Os casos seguem em escalada crescente, mas ainda estão localizados na África, Oriente Médio e Ásia. No entanto, o trânsito de pessoas pelo mundo e o grande número de refugiados sírios, que podem já estar contaminados pelo vírus, devem contribuir para aumentar o número de casos. Importante salientar que a pólio está erradicada do Brasil desde o início dos anos 90, segundo o Ministério da Saúde.
Apesar do status brasileiro, os esforços precisam ser redobrados. Em pouco mais de um mês, o País sediará a Copa do Mundo de futebol e receberá um grande número de turistas. Da mesma forma que há a preocupação com os problemas epidemiológicos brasileiros, como a dengue, por exemplo, há que se considerar os riscos trazidos por pessoas de outras nacionalidades. Por enquanto não houve manifestações do governo federal a respeito do controle epidemiológico durante o período da competição mundial, mas é certo que deverá haver um "rigor maior".

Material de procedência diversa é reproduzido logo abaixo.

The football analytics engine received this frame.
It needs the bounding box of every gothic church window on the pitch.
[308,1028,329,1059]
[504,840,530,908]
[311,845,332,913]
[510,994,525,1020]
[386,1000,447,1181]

O Brasil conquistou alguns avanços em termos de saúde pública e a erradicação da poliomielite é um desses casos. No entanto, ainda há muito a evoluir. No País é registrada incidência de doenças ligadas a questões sanitárias, falta de higiene e de cuidados básicos. Hábitos simples, como lavar as mãos e higienizar alimentos antes do consumo, podem prevenir várias enfermidades. Além de prevenção, vigilância e controle é preciso desenvolver um trabalho de "educação" junto à população de risco.